The FDA Modernization Act 2.0, which was signed into law in 2022, has provided a boost to human organ-on-a-chip companies like Hesperos by authorizing drug companies to use certain alternatives to animal testing.

“They can actually substitute other systems, and (the law) called out micro-physiological systems by name, so now everybody is really saying, ‘OK, if the FDA and Congress are endorsing this, then the FDA has to accept this.’ Our company is growing by leaps and bounds at the moment,” says James Hickman, chief scientist at Hesperos and a professor at the University of Central Florida.

Hesperos (Orlando)

  • ORIGINS: Michael Shuler, a biomedical engineering professor at Cornell University who coined the term “animal-on-achip” more than 30 years ago, and James Hickman, founding director and professor of the UCF Nanoscience Technology Center, began collaborating on multi-organ chip technology for drug development after meeting at a conference in 2009. They launched Hesperos in 2015, licensing roughly 20 patents from UCF and Cornell and “with a little bit of our own money,” says Hickman.
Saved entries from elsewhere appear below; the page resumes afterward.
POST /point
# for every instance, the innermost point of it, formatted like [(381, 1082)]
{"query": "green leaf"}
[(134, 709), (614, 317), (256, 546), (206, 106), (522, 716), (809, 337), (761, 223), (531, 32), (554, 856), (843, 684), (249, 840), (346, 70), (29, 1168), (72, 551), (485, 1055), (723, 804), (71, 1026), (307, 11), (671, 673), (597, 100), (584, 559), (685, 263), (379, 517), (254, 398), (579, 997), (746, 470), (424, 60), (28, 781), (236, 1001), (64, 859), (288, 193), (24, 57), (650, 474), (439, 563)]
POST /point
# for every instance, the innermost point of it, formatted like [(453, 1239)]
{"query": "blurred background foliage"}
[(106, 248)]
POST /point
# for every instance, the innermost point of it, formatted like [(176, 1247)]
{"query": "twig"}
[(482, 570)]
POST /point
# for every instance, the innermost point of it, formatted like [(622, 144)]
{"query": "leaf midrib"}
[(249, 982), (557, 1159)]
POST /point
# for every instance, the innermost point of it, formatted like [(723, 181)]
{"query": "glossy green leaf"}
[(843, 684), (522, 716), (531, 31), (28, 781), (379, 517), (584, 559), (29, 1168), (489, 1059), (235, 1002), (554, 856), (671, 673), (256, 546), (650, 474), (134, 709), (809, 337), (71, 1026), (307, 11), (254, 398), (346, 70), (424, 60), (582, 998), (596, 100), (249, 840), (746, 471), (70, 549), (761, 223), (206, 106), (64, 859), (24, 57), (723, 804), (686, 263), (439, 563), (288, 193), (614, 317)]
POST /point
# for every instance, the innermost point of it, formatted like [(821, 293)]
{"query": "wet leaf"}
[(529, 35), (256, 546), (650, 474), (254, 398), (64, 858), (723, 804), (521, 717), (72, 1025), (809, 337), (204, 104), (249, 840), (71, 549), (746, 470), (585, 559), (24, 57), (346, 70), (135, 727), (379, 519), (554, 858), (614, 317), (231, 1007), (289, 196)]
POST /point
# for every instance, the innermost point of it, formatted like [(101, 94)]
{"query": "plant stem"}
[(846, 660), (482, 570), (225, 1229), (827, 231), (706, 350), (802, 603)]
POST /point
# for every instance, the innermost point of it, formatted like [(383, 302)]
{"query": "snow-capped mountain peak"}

They’ve sustained operations mostly through Small Business Innovation Research grants from the National Institutes of Health and customer revenue.
  • GROWTH MODE: In 2019, Hesperos moved into a 14,000-sq.-ft. facility within Central Florida Research Park in east Orange County. The company has 45 employees, has grown revenue to more than $5 million a year and was profitable in 2019 and 2020. While COVID-19 “kind of set us back in terms of possibilities” over the past couple of years, Hickman says, revenue continues to grow, and the company is seeking investment money to expand.
  • MISSION-ORIENTED: “Mike and I have never taken a dime of salary from the company. We’re not in this to make money,” Hickman says. “We want the company to make money — the company has to be successful. We believe it could help people. We’re already showing that it can help people.”
  • ACCOLADES: Hesperos was the 2015 winner of the Lush Prize for Science, a project between the Ethical Consumer Research Association (a U.K.-based nonprofit) and Lush Cosmetics that recognizes groundbreaking work in animal-free testing methods. In 2022, BioFlorida, the state’s biotechnology organization, named Hickman its researcher of the year.